Any worry I had about whether people think I'm a good unschooler or not faded years ago, and beyond that, with the reputation as an unschooling writer I've built, I doubt anyone would level those types of accusations at me now anyway.
But it's troubling to me that those types of attitudes exist, because it seems to be an attitude more concerned with some type of philosophical purity (and the prestige of being able to claim such purity) than with the actual success and happiness of families and children.
It's not that I'm against clarifying what unschooling is, and that it doesn't involve forced curriculum or forced teaching. Just that within the amorphous philosophy that's most frequently called unschooling (but that also goes by life learning, natural learning, autonomous education, and a whole range of other terms), if people are making a continuous effort in their lives to live in a way that allows their children a whole lot more freedom, and doing their best to act as supportive mentors in their children's learning journey, there's no need to pounce on any perceived mistake or "wrong" decision they make and declare them bad unschoolers. People are mostly just trying to cope with the situations they find themselves in, striving to do better each time.

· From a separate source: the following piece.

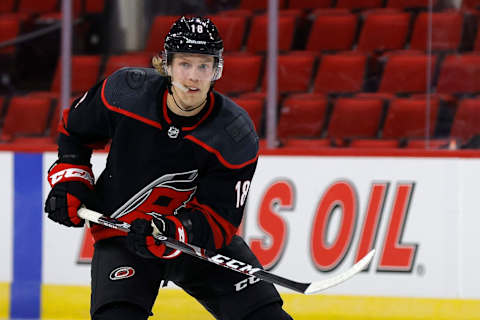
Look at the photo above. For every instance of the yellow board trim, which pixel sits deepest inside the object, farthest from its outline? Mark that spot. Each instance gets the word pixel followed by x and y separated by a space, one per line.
pixel 4 299
pixel 72 302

And whether a decision was made deliberately that some purists would disapprove of, or someone just reacted badly and decides themselves it was a poor decision after the fact, it's not your life, those aren't your choices, and if you really want to help you'd do it with kindness. If someone seems unhappy with a choice they've made, maybe ask if they'd like to hear some alternative ways of doing things. But if someone is happy with their choices, whether you agree with them or not, telling them they're being bad unschoolers isn't exactly likely to make things better for them or their children. Sometimes, even if a decision doesn't seem in line with the unschooling philosophy to you, for that person, in that family, in that situation, it's the right decision.
Two happy and imperfect grown up unschoolers. |
Another important point, to me, is that unschooling just isn't that fragile. An entire lifestyle doesn't collapse because a parent says they'd prefer their children wait until they turn 18 to get any tattoos, or because they get some SAT prep books and say "hey, have you thought about taking the SATs next year?," or enforce a bedtime, or because they ask if you'll read a history book to appease a worried father. If pressure to learn specific things is a regular thing, or there are a whole lot of I-don't-want-you-to-be-doing-that's, then maybe things aren't working out so well. But if it's an occasional thing? Well, people aren't perfect. Unschooling isn't going to be perfect. And striving for perfection is likely to lead to either frustration or, perhaps, a false sense of superiority, when the reality is that no one is going to get it right all the time.
So I guess what I'm hoping for is just a little more understanding and compassion. Talk about your own successes, but also your failures, and when things don't go right. It always helps others to know they're not alone. Write about how unschooling is different than homeschooling, but don't walk up to someone and say "you know what you're doing isn't unschooling." Examine your intentions and make sure they're coming from a good place, a place that's attempting to make things better in a general way, or help someone out, not just make yourself seem more right.
This isn't in any way an attempt to say I'm the one who gets to decide what is and isn't kind, or that I'm always as kind as I could be myself. I've made countless mistakes over the years in my advocating of unschooling, things I've changed my stance on or just wished in retrospect that I'd handled differently, more compassionately. Yet in the years I've been writing, I've noticed a troubling amount of people, who are really trying their best, being made to feel that they're just never going to be good enough. It's one thing to help each other do better and be better, but it's an entirely different thing to hold up an image of unschooling as a pure practice that must be enacted without any mistakes or deviations from the correct philosophical ideals. No one is perfect, and I think it would be really great to remember the importance of empathy and understanding when it comes to our unschooling advocacy!